Ich hab' den Affentanz mit der Videokamera festgehalten. Kann nur sagen, dass es ein Erlebnis war, dass ich nie vergessen werde. Und André haben wir es alle ganz besonders gegönnt, da er wirklich von nichts anderem geredet hat als vom Heilbutt. Er hat sein Material und seine Angelei von vorne bis hinten nur darauf ausgerichtet und hat nie, wirklich nie, die Hoffnung und den Glauben verloren. Und dann wird er kurz vor Ende der Reise mit soner Kirsche belohnt. Wahnsinn! Da kann man nur dankbar sein, dabeigewesen zu sein.

Beste Grüße,
Georg


----------



## Jirko (1. Juli 2007)

*AW: der heili aus island, kurzer film aus den isländischen nachrichten*

nabend georg #h

nen herzliches willkommen hier im anglerboard... hoffe, du nimmt auch weiterhin hier aktiv am forenleben teil  #6


> Und André haben wir es alle ganz besonders gegönnt, da er wirklich von nichts anderem geredet hat als vom Heilbutt. Er hat sein Material und seine Angelei von vorne bis hinten nur darauf ausgerichtet und hat nie, wirklich nie, die Hoffnung und den Glauben verloren. Und dann wird er kurz vor Ende der Reise mit soner Kirsche belohnt...
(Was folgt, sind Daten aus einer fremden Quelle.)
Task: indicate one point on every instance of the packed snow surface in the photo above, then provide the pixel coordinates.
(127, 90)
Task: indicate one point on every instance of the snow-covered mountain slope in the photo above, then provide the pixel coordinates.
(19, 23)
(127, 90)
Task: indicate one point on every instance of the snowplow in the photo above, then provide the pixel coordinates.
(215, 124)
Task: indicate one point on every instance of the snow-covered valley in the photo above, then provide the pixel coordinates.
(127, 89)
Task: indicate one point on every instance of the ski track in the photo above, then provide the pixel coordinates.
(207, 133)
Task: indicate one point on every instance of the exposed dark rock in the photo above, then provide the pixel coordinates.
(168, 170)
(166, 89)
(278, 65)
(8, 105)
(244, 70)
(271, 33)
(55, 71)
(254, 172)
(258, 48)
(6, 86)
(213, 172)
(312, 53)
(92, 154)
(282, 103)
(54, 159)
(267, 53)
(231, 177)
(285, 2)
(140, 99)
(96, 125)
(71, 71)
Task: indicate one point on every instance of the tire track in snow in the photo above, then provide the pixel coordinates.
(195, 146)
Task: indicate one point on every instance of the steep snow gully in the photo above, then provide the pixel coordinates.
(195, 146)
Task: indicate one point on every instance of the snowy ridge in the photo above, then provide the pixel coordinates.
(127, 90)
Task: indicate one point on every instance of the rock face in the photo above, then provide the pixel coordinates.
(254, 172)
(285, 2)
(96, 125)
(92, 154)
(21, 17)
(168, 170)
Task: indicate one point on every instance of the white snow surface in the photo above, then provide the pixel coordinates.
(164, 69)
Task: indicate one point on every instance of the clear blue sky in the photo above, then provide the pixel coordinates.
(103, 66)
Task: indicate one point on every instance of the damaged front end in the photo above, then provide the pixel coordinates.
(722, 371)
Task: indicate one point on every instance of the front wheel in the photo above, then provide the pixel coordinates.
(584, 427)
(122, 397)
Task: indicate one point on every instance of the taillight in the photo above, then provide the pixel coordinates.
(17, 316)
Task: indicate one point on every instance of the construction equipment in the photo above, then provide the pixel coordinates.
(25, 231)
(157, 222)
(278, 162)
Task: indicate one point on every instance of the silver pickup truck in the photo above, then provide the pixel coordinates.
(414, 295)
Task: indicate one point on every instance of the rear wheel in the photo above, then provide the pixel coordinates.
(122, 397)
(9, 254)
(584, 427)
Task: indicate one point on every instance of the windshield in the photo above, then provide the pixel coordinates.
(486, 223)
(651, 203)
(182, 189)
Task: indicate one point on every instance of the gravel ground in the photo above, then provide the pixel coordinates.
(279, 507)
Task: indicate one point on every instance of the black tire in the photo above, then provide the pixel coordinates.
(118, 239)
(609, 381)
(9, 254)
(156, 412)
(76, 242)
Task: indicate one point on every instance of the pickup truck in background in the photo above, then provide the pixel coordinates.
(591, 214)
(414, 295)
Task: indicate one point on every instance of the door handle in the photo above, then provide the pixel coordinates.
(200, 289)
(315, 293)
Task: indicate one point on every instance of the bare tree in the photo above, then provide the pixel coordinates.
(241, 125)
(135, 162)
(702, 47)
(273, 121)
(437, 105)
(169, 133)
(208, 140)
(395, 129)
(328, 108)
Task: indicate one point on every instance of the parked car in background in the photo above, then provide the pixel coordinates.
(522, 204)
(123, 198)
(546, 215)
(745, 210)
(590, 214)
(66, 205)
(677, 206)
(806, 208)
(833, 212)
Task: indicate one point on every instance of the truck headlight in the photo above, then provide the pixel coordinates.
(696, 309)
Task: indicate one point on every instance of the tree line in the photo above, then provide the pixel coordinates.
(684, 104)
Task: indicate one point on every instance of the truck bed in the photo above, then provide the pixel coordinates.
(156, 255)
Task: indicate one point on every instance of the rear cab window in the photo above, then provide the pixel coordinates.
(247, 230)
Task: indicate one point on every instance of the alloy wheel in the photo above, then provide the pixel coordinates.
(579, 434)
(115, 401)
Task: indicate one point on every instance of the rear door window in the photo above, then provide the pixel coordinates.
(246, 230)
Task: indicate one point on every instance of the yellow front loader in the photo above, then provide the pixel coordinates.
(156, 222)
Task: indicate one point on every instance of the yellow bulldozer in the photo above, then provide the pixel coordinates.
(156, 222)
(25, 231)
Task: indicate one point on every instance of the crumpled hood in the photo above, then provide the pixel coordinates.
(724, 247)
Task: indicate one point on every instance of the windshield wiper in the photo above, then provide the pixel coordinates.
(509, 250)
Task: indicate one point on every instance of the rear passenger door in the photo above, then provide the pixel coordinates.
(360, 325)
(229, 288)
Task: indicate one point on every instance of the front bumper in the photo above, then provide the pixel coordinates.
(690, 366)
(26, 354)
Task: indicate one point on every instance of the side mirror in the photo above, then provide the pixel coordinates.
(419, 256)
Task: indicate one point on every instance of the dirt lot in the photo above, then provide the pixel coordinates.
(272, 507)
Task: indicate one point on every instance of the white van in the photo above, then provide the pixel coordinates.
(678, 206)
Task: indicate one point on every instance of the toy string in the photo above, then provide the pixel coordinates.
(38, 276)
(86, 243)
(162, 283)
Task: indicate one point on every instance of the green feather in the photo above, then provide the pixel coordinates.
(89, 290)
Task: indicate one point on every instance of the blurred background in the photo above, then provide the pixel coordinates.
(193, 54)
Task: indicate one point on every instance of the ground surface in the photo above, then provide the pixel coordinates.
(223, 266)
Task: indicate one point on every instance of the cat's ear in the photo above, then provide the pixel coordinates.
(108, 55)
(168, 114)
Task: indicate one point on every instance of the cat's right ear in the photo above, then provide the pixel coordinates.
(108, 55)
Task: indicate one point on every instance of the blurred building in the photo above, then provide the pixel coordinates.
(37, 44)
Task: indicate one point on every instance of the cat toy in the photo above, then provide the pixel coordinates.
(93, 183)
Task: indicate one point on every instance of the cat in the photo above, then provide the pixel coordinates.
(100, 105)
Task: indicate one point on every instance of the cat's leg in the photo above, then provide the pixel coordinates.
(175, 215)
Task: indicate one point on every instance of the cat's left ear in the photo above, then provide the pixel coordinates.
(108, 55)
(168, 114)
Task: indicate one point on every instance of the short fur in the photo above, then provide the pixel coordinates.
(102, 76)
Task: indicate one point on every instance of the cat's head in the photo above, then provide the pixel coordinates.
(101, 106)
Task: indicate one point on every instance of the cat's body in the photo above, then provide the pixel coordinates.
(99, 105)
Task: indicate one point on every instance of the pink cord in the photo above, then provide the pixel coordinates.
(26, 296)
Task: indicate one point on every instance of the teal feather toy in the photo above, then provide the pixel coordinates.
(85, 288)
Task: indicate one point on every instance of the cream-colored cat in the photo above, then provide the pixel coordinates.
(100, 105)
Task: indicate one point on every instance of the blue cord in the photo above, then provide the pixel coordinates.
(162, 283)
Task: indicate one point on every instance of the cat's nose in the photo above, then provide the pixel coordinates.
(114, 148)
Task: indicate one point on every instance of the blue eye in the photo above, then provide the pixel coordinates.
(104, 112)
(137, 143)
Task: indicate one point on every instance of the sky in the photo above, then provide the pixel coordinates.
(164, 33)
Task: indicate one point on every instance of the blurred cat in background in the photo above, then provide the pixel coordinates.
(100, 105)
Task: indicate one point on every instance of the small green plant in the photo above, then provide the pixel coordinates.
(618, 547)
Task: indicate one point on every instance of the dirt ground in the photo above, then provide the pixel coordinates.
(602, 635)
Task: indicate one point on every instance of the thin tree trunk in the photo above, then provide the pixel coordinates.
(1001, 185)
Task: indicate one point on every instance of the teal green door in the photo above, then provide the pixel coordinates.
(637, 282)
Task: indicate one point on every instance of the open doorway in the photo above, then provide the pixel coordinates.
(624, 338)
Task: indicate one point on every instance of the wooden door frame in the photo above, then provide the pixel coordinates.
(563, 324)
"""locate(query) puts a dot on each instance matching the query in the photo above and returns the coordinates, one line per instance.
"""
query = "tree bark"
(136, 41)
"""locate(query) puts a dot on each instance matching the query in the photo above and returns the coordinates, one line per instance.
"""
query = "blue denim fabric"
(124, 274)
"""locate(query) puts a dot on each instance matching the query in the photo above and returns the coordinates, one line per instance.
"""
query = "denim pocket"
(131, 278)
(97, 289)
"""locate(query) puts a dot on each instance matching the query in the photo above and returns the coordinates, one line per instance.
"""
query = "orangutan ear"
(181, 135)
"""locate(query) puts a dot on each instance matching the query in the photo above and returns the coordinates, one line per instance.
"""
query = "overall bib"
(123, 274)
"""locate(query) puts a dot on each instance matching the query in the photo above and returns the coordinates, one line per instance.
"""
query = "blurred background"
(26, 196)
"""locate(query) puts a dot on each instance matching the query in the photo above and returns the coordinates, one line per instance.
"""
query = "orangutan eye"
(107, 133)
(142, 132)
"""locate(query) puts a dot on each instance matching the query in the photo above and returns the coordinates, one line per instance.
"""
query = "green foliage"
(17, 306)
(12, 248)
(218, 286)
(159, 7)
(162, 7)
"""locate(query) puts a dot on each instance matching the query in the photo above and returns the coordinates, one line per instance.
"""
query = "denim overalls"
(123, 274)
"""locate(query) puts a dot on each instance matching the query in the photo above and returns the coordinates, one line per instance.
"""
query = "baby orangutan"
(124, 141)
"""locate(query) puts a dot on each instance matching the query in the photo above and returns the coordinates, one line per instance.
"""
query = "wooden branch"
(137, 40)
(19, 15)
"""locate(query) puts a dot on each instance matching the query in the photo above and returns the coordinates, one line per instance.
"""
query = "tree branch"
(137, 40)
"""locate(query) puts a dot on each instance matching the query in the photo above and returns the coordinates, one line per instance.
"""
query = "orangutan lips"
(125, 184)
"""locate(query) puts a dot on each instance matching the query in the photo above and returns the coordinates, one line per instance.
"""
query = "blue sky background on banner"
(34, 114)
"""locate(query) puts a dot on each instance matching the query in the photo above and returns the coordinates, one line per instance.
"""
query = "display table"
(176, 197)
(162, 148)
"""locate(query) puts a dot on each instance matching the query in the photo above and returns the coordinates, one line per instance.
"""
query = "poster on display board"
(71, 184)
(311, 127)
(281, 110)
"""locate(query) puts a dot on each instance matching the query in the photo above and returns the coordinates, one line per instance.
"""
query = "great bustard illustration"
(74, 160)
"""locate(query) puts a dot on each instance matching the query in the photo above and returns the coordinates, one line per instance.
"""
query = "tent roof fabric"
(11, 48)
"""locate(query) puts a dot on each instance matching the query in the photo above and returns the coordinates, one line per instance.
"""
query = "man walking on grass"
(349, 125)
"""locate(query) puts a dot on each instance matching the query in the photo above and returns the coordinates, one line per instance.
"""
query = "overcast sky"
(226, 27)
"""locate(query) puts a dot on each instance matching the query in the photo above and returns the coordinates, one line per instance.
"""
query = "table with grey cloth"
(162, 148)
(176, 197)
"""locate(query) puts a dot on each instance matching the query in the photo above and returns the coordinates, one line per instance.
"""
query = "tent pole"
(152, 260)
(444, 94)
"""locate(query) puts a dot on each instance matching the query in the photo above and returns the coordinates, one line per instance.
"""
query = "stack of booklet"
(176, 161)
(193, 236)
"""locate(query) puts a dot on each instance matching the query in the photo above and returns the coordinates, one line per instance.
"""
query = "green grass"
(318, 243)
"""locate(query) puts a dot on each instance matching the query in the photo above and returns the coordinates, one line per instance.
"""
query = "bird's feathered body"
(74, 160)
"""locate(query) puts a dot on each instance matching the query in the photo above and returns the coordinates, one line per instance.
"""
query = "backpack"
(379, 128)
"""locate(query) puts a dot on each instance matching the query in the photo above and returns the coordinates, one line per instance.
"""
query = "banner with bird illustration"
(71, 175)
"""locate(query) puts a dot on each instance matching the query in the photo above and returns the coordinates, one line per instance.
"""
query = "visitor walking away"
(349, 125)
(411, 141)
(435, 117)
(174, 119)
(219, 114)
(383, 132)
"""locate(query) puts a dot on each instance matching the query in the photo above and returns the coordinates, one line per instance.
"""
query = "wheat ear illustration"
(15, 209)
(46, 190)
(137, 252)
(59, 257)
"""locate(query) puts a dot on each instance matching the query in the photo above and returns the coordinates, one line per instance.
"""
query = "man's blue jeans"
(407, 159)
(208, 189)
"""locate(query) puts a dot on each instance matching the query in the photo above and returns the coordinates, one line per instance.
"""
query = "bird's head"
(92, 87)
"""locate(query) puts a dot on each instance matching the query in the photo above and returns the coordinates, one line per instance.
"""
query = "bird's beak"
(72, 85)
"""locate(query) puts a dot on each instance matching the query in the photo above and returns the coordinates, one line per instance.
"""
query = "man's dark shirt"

kurz & knaggig = vollblutangler - that´s it  #6 #h


----------



## Ossipeter (2. Juli 2007)

*AW: der heili aus island, kurzer film aus den isländischen nachrichten*

Hallo Georg,
willkommen im Board. Das war sicher ein Erlebnis fürs Leben!#6
Was hatte André denn für eine Rolle drauf? Da muss ja die Bremse mächtig geheult haben:vik:


----------



## Uwe Pein (16. Juli 2008)

*AW: der heili aus island, kurzer film aus den isländischen nachrichten*



becko schrieb:


> Hallo,
> 
> bin ganz neu hier!
> Nur leider kann ich denn Film nicht sehen! Hatt jemand ein Tipp?
> ...



na wie war es, müsstet hoffentlich gesund wieder zu Hause angekommen sein.Wir fahren ab dem 19.08.2008 nach Island.Sudavik ist das Ziel. Gibt es was ausergewöhnliches was man unbedingt mit nehmen muss und jetzt noch garnicht dran denkt? Gibt es dort viele Hänger oder reißt man viel ab. Mit was für Gewichten wird dort geangelt? Wie stark sollte die geflochtene Schnur sein, u.s.w. Bin für alle Tipps dankbar.

Gruß uwe


----------